CERTAIN IDENTIFIED INFORMATION HAS BEEN EXCLUDED FROM THIS EXHIBIT BECAUSE IT IS BOTH (i) NOT MATERIAL AND (ii) WOULD BE LIKELY TO CAUSE COMPETITITVE HARM TO THE COMPANY IF PUBLICLY DISCLOSED. SUCH EXCLUDED INFORMATION IS DENOTED BY ASTERISKS IN BRACKETS [*****].
This Amendment (“Amendment”) to SBP MS-65530-0016 is entered into as of the date of last signature below between Spirit Aerosystems, Inc., a Delaware Corporation (“Seller”) and The Boeing Company, a Delaware Corporation ("Boeing"). Hereinafter, the Seller and Boeing may be referred to jointly as “Parties” hereto. All capitalized terms used and not defined herein shall have the meanings assigned thereto in the SBP (as defined below).
Now, therefore, in consideration of the mutual covenants set forth herein, the Parties agree as follows:
The Parties entered into SBP (the “SBP”) MS-65530-0016 on June 2005.
Simultaneously with the execution of this Amendment, the Parties are entering into the Settlement and Release Agreement (the “Settlement and Release”) in order to resolve the equitable adjustments required to be made for the Changes (as defined therein), as described more fully therein.

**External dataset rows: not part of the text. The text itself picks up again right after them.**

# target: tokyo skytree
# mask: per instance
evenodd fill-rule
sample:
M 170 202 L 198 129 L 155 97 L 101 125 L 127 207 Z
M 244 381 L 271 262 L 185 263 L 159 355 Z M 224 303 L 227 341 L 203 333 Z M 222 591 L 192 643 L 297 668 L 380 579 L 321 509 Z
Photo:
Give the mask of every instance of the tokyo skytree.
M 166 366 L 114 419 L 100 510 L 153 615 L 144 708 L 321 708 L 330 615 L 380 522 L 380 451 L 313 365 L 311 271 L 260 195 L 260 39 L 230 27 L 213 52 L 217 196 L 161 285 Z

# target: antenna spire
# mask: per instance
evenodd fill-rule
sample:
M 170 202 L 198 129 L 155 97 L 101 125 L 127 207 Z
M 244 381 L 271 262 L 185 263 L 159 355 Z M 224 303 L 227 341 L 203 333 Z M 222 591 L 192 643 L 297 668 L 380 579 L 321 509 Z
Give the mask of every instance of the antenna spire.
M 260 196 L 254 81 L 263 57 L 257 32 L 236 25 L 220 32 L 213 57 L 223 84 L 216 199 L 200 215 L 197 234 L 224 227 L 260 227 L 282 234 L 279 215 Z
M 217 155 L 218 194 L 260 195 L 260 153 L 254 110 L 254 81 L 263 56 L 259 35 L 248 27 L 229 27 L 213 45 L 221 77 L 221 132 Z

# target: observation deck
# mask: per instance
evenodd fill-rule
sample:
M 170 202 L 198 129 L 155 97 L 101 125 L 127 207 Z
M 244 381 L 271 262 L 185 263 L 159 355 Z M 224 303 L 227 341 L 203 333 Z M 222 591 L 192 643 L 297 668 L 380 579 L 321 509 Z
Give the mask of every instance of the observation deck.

The Settlement and Release contemplates the execution and delivery of this Amendment.
D. The Parties now desire to amend the SBP as contemplated by the Settlement and Release, and to make such additional changes as are set forth herein.
NOW, THEREFORE, in consideration of the foregoing and the mutual agreements contained herein, and for other good and valuable consideration, the value, receipt and sufficiency of which are hereby acknowledged, the Parties hereby agree as follows:
Attachment 1 to the SBP is amended to incorporate Exhibit 1, which reflects the changes to the Product Shipset price.
Except as specifically set forth herein, all provisions of the SBP shall remain unchanged and in full force and effect.
This Amendment together with the Settlement and Release constitute the complete and exclusive agreement between the Parties with respect to the subject matter set forth herein. They cancel and supersede all previous and contemporaneous agreements between the Parties relating thereto, whether written or oral.
Each Party agrees that it shall maintain in confidence this Amendment and the terms and conditions hereof. No disclosure of all or any part of this Amendment shall be made by either Party to any person or entity, except in accordance with GTA Sections 20.0 and 26.0.
This Amendment shall be governed by the internal laws of the State of Washington without reference to any rules governing conflict of laws.
IN WITNESS WHEREOF, the duly authorized representatives of the Parties have executed this Agreement as of the date first set forth above.